Documenting performance tests

Each performance test should come with an English-language description of what the test measures, typically in a single sentence.

For example, "Measure the time taken for an IPC round trip between processes, using Zircon channels".

An exception is for trivial tests (primarily one-liners) where the code does not need summarizing. For a family of very similar tests, only a single description is necessary.

It may also be useful to say what the intended use cases for the test are. See the list of potential use cases for performance tests.

Rationale

Having a description of a test is more important for performance tests than for correctness tests (pass-or-fail tests), because the interpretation of performance tests is more subtle than for pass-or-fail results.

For example, if your CL breaks a correctness test so that the test always fails, it is unambiguous that you must either find a way to make the test pass or remove the test. In contrast, if your CL makes a test 10% slower, it is much less clear whether that matters. If a change has made a test 50% slower 1% of the time, it is even less clear whether that should be considered important.

Furthermore, more things in the codebase can affect the results from a performance test than the pass-or-fail results from a correctness test. To be more precise, there are many ways the codebase can be changed that would not affect correctness but would affect performance.

This tends to mean that more people need to interpret performance results than pass-or-fail results of a given test. For example, if a change to component A causes a regression in component B's performance tests, the meaning of those performance tests may need to be interpreted by the maintainers of component A and the maintainers of component B, and by other people triaging post-commit performance regression issues.

As a result, there should be a higher bar for documenting performance tests than for correctness tests.

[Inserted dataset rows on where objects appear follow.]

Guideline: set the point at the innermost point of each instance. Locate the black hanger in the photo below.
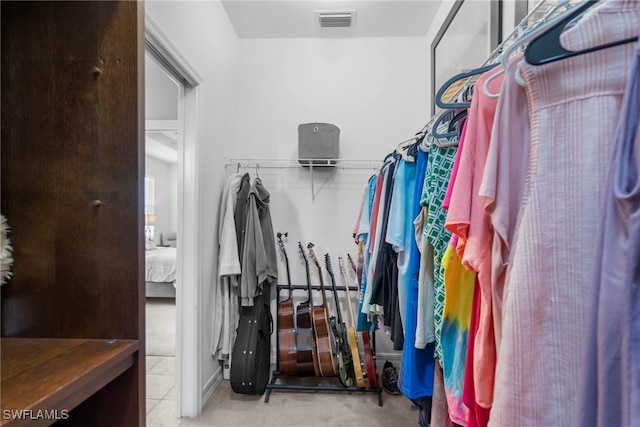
(447, 115)
(460, 117)
(546, 48)
(440, 103)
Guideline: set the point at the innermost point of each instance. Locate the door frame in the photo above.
(189, 324)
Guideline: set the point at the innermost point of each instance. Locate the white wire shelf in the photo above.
(309, 163)
(312, 165)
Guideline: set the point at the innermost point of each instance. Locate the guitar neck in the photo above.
(322, 290)
(306, 265)
(345, 282)
(335, 291)
(286, 261)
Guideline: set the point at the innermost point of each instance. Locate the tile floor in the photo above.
(161, 391)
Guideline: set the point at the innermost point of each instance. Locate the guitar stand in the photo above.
(311, 383)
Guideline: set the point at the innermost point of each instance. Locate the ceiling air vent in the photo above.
(336, 19)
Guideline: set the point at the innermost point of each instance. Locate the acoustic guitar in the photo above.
(351, 331)
(344, 359)
(320, 316)
(369, 355)
(287, 350)
(306, 357)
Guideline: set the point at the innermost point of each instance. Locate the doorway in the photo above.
(188, 365)
(162, 136)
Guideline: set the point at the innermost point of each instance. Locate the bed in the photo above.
(160, 269)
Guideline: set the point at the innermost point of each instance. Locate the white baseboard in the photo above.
(395, 358)
(211, 386)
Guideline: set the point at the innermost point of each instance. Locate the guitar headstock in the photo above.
(341, 264)
(353, 264)
(327, 263)
(281, 243)
(312, 254)
(304, 256)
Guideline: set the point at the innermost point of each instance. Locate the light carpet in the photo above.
(161, 326)
(303, 409)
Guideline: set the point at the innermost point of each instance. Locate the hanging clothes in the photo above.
(363, 239)
(259, 257)
(415, 378)
(504, 178)
(400, 232)
(610, 383)
(574, 105)
(229, 270)
(467, 219)
(459, 293)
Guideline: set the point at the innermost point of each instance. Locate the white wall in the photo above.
(374, 89)
(201, 31)
(166, 187)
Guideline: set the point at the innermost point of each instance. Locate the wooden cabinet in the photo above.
(72, 167)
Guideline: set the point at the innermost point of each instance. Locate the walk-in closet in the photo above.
(421, 212)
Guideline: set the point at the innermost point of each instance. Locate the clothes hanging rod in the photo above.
(246, 163)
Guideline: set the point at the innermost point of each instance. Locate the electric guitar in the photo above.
(351, 330)
(324, 345)
(369, 355)
(306, 357)
(344, 358)
(286, 329)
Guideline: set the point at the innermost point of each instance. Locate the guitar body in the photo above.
(287, 338)
(324, 347)
(355, 354)
(287, 349)
(343, 360)
(306, 355)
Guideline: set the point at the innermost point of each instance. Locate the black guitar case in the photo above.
(250, 358)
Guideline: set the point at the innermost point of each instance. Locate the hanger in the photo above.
(546, 48)
(466, 104)
(534, 30)
(442, 118)
(460, 116)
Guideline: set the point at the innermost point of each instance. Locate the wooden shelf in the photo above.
(42, 374)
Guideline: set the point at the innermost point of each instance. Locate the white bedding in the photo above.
(161, 265)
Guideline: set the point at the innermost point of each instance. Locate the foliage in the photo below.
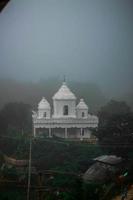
(115, 126)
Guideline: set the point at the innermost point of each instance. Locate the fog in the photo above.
(86, 40)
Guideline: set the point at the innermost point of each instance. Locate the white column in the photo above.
(66, 136)
(34, 131)
(50, 135)
(81, 138)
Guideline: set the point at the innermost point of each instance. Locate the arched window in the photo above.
(83, 114)
(65, 110)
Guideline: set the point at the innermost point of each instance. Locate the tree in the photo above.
(15, 118)
(115, 124)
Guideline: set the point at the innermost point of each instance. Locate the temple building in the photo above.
(64, 119)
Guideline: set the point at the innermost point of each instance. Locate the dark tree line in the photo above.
(15, 119)
(116, 127)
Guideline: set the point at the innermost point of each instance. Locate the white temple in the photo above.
(66, 119)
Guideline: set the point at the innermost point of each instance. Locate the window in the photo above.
(45, 114)
(83, 114)
(65, 110)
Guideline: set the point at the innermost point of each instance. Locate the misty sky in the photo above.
(83, 39)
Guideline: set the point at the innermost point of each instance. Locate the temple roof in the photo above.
(44, 104)
(82, 104)
(64, 93)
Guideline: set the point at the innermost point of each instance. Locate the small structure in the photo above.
(66, 119)
(103, 169)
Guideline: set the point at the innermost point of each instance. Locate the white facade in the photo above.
(67, 119)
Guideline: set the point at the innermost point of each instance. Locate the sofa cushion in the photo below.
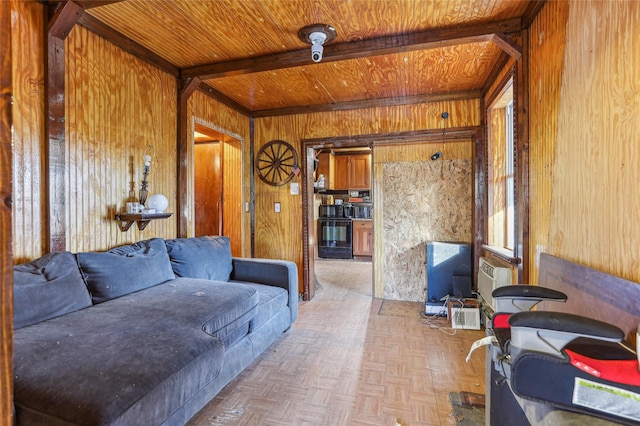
(125, 269)
(207, 257)
(271, 300)
(46, 288)
(132, 360)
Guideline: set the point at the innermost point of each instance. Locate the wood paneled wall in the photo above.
(597, 155)
(279, 235)
(546, 61)
(6, 258)
(28, 130)
(117, 108)
(211, 113)
(585, 105)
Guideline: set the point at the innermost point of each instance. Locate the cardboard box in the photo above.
(463, 303)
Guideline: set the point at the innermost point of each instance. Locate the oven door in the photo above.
(335, 238)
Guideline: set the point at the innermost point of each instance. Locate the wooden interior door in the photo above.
(208, 188)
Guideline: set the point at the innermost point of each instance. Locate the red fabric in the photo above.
(618, 371)
(500, 321)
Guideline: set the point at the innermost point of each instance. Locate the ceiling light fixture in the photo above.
(317, 35)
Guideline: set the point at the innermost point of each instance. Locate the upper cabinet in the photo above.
(327, 168)
(352, 171)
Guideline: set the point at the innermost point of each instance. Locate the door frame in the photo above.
(227, 136)
(473, 133)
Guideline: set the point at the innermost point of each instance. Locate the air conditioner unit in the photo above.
(491, 275)
(466, 318)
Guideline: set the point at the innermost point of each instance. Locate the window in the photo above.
(501, 171)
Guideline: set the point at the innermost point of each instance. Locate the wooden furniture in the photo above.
(362, 237)
(125, 220)
(353, 171)
(590, 293)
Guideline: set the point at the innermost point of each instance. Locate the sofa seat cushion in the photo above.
(46, 288)
(125, 269)
(204, 257)
(272, 300)
(132, 360)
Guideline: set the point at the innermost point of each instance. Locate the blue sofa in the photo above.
(144, 334)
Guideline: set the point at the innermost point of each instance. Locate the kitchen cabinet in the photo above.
(362, 238)
(353, 171)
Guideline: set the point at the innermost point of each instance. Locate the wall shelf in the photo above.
(125, 220)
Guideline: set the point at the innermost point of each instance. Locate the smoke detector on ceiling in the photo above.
(317, 35)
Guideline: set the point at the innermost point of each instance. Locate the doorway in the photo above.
(326, 234)
(217, 163)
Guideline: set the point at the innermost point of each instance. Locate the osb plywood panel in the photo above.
(117, 107)
(234, 128)
(546, 53)
(279, 235)
(421, 201)
(28, 130)
(595, 207)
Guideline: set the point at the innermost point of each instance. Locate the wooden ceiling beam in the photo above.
(392, 44)
(214, 94)
(89, 4)
(63, 20)
(505, 43)
(532, 11)
(128, 45)
(370, 103)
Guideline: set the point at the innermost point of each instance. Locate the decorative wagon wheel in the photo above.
(277, 163)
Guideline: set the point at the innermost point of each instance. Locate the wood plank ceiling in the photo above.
(247, 52)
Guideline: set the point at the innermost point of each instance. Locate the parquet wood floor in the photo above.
(343, 364)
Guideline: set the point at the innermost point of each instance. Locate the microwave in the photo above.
(363, 211)
(331, 210)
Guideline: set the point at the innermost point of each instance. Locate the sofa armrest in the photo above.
(279, 273)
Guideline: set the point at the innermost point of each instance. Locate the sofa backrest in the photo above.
(207, 257)
(46, 288)
(125, 269)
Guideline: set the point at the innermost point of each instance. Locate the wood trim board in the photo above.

The description of what a test measures will often be much shorter than the test code, so providing a description will potentially save developers from spending a lot of time reading the code to figure out what it is intended to measure.

Location

The description of a performance test can be put in comments in the test code, or in nearby Markdown files.

We currently do not have a browsable list of performance tests and their descriptions, or a way to extract test descriptions from the code, but we might add one of these in the future.

Examples

Examples from Fuchsia microbenchmarks:

"Test IPC round trips using Zircon channels where the client and server both use Zircon ports to wait."

(Source: microbenchmarks for IPC round trip times, src/tests/microbenchmarks/round_trips.cc)

"Measure the times taken to enqueue and then dequeue a message from a Zircon channel, on a single thread. This does not involve any cross-thread wakeups."

(Source: microbenchmark for channels, src/tests/microbenchmarks/channels.cc)
Example from storage performance tests:

"Measures the time to write blocks of size 8KiB in turn to a newly-created file, using the system filesystem, without any explicit syncing or flushing. The resulting metric is the time for each per-block write to return."

(Source: old version of garnet/bin/odu/README.md; the current description is longer)